Turkish Lamb Kebabs
Tender cubes of marinated lamb grilled to perfection and served in warm lavash bread with a fresh tomato-onion relish. This authentic Turkish dish combines aromatic spices like Urfa and Maras peppers with herbs and olive oil for a delicious Mediterranean meal.
Ingredients
- •1 medium red onion
- •½ cup fresh flat-leaf parsley
- •1 medium tomato
- •1 teaspoon dried oregano
- •½ tablespoon Urfa pepper
- •½ tablespoon Maras pepper
- •6 tablespoons olive oil
- •¾ teaspoon salt
- •1½ pound boneless leg of lamb
- •½ teaspoon black pepper
- •4 pieces soft lavash bread
- •8 pieces wooden skewers
- •30 minutes soaking time
Cooking Instructions
- 1.
If using a charcoal grill, open vents on bottom of grill, then light charcoal. Charcoal fire is medium-hot when you can hold your hand 5 inches above rack for 3 to 4 seconds. If using a gas grill, preheat burners on high, covered, 10 minutes, then reduce heat to moderate.
10 min
- 2.
Stir together onion, parsley, tomato, oregano, Urfa and Maras peppers, 2 tablespoons oil, and 1/4 teaspoon salt.
5 min
- 3.
Pat lamb dry, then toss with black pepper, 1 tablespoon oil, and remaining 1/2 teaspoon salt and thread 4 lamb cubes onto each skewer, leaving a little space in between cubes. Brush lavash (on both sides) with remaining 3 tablespoons oil and transfer to a platter.
10 min
- 4.
Grill lamb, covered only if using a gas grill, on lightly oiled grill rack, turning over once, until medium-rare, 6 to 8 minutes total.

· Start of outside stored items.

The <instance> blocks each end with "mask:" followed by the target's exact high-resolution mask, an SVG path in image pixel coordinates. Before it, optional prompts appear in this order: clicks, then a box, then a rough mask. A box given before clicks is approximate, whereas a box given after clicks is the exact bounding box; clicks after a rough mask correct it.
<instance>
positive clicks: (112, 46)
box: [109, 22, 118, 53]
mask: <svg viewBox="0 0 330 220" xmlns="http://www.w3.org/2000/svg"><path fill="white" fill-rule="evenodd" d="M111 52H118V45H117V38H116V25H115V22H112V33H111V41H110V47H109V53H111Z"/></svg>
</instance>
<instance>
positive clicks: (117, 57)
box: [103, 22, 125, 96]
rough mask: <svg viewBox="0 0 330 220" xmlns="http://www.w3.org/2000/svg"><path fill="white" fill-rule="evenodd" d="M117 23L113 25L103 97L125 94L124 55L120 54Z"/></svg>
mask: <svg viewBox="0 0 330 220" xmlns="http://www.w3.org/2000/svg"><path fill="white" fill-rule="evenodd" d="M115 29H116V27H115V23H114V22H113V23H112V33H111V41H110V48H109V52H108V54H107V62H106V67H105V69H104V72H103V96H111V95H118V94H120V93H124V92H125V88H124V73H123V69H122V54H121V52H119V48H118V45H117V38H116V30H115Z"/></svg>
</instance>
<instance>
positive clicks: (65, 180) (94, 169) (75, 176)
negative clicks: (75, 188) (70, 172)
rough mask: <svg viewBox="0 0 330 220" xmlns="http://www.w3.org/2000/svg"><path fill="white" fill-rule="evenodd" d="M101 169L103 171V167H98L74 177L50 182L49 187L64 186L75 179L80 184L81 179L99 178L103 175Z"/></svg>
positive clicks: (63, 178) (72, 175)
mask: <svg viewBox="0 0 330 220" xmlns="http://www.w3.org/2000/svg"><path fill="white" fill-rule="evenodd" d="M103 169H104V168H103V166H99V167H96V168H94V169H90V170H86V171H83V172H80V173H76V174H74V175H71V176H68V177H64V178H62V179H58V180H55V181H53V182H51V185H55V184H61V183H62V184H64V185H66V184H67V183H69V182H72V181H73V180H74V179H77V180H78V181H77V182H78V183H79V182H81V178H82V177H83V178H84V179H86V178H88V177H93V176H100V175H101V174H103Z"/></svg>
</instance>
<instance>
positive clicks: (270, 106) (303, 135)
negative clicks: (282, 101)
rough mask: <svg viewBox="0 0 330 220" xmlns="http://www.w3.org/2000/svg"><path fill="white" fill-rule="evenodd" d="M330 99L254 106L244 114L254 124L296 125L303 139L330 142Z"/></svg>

Transfer lamb skewers to a platter and cover with foil to keep warm.
8 min
- 5.
Grill lavash, covered only if using a gas grill, turning over once, until just heated through and lightly browned but still flexible, about 45 seconds total.
1 min
- 6.
Remove lamb from skewers and divide among pieces of lavash. Top lamb with tomato mixture and roll up lavash to enclose lamb. Serve immediately.